STRAGE CRANS-MONTANA: IL RESPONSABILE È GIÀ LIBERO. L’ITALIA INSORGE: VERGOGNA SVIZZERA.
È un sabato di rabbia e sgomento per l’Italia. A meno di un mese dalla tragica notte di Capodanno 2026, dove 47 persone — tra cui i sei ragazzi italiani Chiara Costanzo, Achille Barosi, Emanuele Galeppini, Giovanni Tamburi, Riccardo Minghetti e Sofia — hanno perso la vita nel rogo del club "Le Constellation", la giustizia svizzera ha deciso di rimettere in libertà l'indagato principale.
Ieri, 23 gennaio, Jacques Moretti, proprietario del locale e indagato per omicidio colposo plurimo e incendio colposo, ha lasciato il carcere di Sion. La sua libertà è stata "comprata" con una cauzione di 200.000 franchi svizzeri. Per i giudici del Canton Vallese non c’è più pericolo di fuga, nonostante le indagini abbiano confermato che il club era una vera e propria "trappola", con uscite di sicurezza sbarrate e materiali fuori norma.
"È un'offesa intollerabile," dichiarano i familiari delle vittime italiane. "Mentre noi piangiamo figli che non torneranno più, chi doveva garantire la loro sicurezza torna a casa per pochi spiccioli."
La Presidente del Consiglio, Giorgia Meloni, ha espresso un duro monito: "L'Italia pretende rispetto. Non permetteremo che la vita dei nostri ragazzi venga svalutata da tecnicismi legali che sanno di impunità."
DOPPIO STANDARD: COSA AVREBBERO FATTO GLI SVIZZERI?
Il dibattito che infiamma l'opinione pubblica è uno solo: se la tragedia fosse avvenuta in Italia con 47 vittime svizzere, quale sarebbe stata la reazione di Berna?
La Svizzera avrebbe preteso una severità assoluta, gridando allo scandalo per un'eventuale scarcerazione italiana.

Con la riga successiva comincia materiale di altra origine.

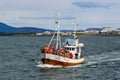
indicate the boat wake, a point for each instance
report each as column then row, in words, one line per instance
column 89, row 60
column 104, row 57
column 41, row 65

L'Italia sarebbe stata messa alla gogna internazionale come un Paese incapace di applicare la legge, mentre oggi la "precisa" Svizzera permette a un indagato per strage di attendere il processo in libertà.
Le autorità elvetiche avrebbero mobilitato ogni istituzione internazionale per ottenere giustizia immediata.
GIUSTIZIA PER I RAGAZZI
Il Ministero degli Esteri ha già avviato le procedure per monitorare ogni passo del processo svizzero.
L'Italia non accetta che questa tragedia finisca nel dimenticatoio e chiede che le responsabilità emerse dalle perizie vengano perseguite con la massima severità, senza sconti per nessuno.